2 Temmuz’dan sanırım birkaç gün önceydi. Ömrünü sosyalizm mücadelesine adamış ve bugün, hapiste yaşadığı zorluklar nedeniyle sağlık sorunları yaşayan eski siyasi tutsaklardan yakın dostum Çetin Ağdaş ile Madımak katliamına dair konuşuyorduk. Çetin Ağdaş konuşmanın bir yerinde bana şu soruyu sordu: “Sence bir şair ölümünü yazabilir mi?” Ben ona şaşkınlıkla bakarken, masaya bu şiiri koydu. Daha önce okumuş olduğum bu şiiri, bu gözle hiç okumamıştım. Şiir ölümü, siyah denizlerin çağırdığı beyaz bir gemiye benzetiyordu. Bir de yanık otlara… Aynı zamanda bir hekim olan şair Behçet Aysan’ın, bir bilinmezliği, ne kadar güçlü bir çaba ile okuyucuya anlatmaya çalıştığını gördüm. Temel içgüdüsü, bütün tarihi, “ölümden” çalmaya, onu inkara odaklanmış insana, bu bilinmezliği, naif bir dille, kabullenmesi gerektiğini anlatmaya çalışıyordu. Bu çaba beni o kadar etkiledi ki, Çetin Ağdaş “bu şiiri bestele” dediğinde hemen “tamam” dedim.
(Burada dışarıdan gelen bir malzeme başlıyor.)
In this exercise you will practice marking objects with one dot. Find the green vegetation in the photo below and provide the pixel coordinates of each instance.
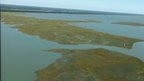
(129, 23)
(92, 65)
(60, 31)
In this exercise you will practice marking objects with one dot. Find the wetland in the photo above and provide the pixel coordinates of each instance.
(64, 47)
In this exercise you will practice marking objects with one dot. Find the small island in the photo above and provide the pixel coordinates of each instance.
(92, 65)
(61, 32)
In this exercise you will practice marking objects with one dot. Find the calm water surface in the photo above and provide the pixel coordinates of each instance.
(22, 54)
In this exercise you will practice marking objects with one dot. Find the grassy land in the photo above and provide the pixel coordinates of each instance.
(59, 31)
(129, 23)
(92, 65)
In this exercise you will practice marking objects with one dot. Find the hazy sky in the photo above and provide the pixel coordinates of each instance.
(127, 6)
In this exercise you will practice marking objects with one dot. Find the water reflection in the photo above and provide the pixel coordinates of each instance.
(59, 31)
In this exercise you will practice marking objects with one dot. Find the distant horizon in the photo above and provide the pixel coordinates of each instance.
(121, 6)
(72, 9)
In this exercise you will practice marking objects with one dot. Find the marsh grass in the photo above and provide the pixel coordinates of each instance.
(59, 31)
(98, 64)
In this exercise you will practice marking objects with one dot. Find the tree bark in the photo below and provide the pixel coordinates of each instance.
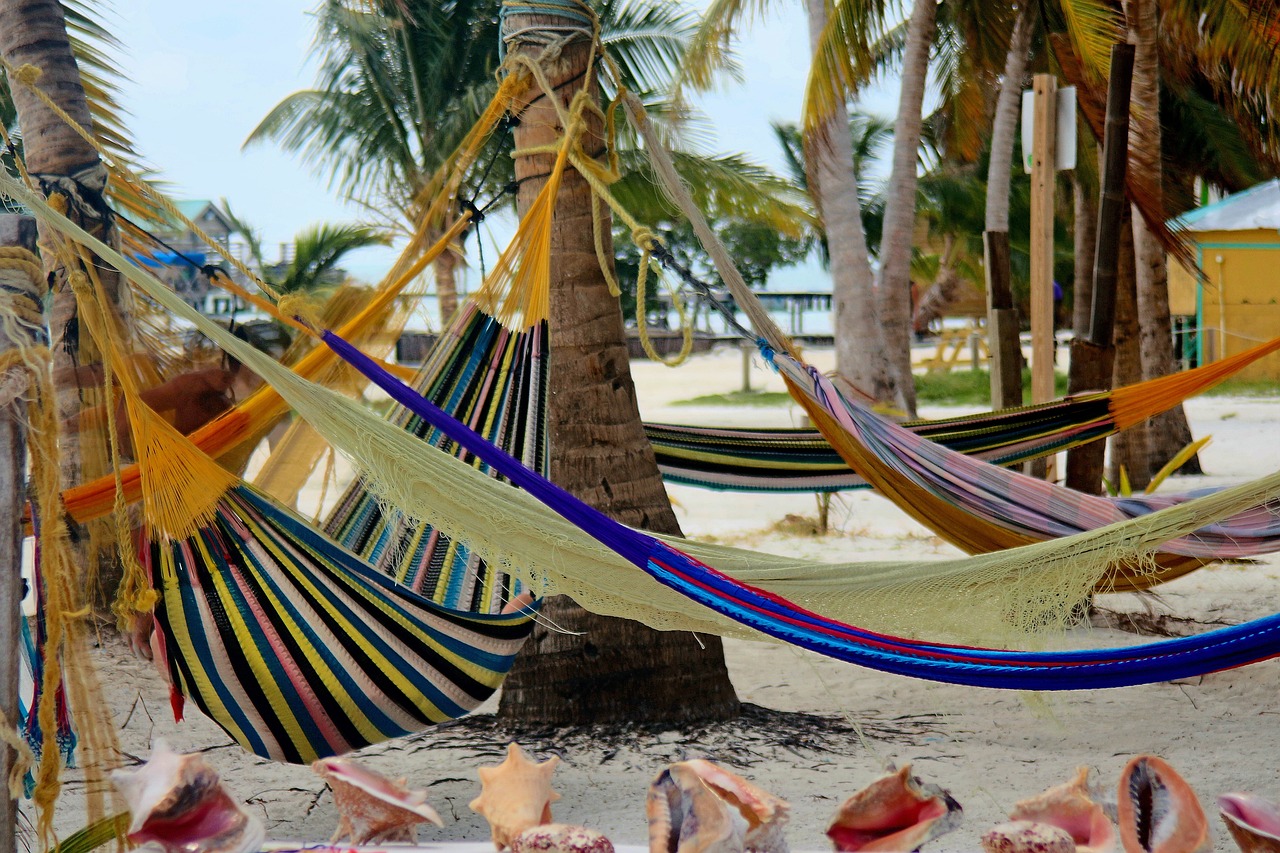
(16, 232)
(1129, 450)
(1170, 430)
(895, 283)
(833, 186)
(1004, 127)
(615, 670)
(1086, 249)
(35, 32)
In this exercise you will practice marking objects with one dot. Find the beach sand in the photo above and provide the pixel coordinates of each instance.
(988, 748)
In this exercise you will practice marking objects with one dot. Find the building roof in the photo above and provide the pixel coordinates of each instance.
(1256, 208)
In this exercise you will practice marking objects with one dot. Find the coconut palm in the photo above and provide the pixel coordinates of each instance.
(402, 81)
(316, 252)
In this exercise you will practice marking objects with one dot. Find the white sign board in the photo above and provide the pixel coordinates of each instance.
(1065, 128)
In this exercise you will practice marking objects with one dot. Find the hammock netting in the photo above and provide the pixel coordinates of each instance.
(575, 551)
(492, 378)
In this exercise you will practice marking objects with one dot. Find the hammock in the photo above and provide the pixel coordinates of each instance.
(772, 615)
(300, 649)
(588, 556)
(982, 507)
(803, 460)
(494, 379)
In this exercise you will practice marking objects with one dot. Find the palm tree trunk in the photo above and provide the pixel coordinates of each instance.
(1169, 432)
(16, 233)
(1129, 450)
(895, 284)
(1004, 127)
(447, 286)
(597, 669)
(859, 345)
(35, 32)
(1084, 236)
- Aysan, şiirinde ölüm fikri üzerine düşünüyor. “Beyaz bir gemidir,” diyor ölüm için. Mutlak bir bilinmezlik olarak tarif ediyor aynı zamanda. Bu eser üzerine hazırlanırken, ölüm üzerine fikir yürüttünüz mü?
İnsanın bütün tarihi, üremesi, üretimi, tahakkümü, çilesi, ızdırabı hep ölümden kaçmakla, ondan bir şeyler kaçırmakla ilgili. Bu somut bilinmezlik, insana tarih boyunca hep “cinnet” geçirtmiş. Ölmesi de öldürmesi de büyük ölçüde hep bu bilinmezlikten korkmasıyla ilgili. Annemi kaybettikten sonra “ölüm” düşüncesi bana daha yakın oldu. Yaşamla iç içe diyebilirim. Her zaman, her an, her yerde…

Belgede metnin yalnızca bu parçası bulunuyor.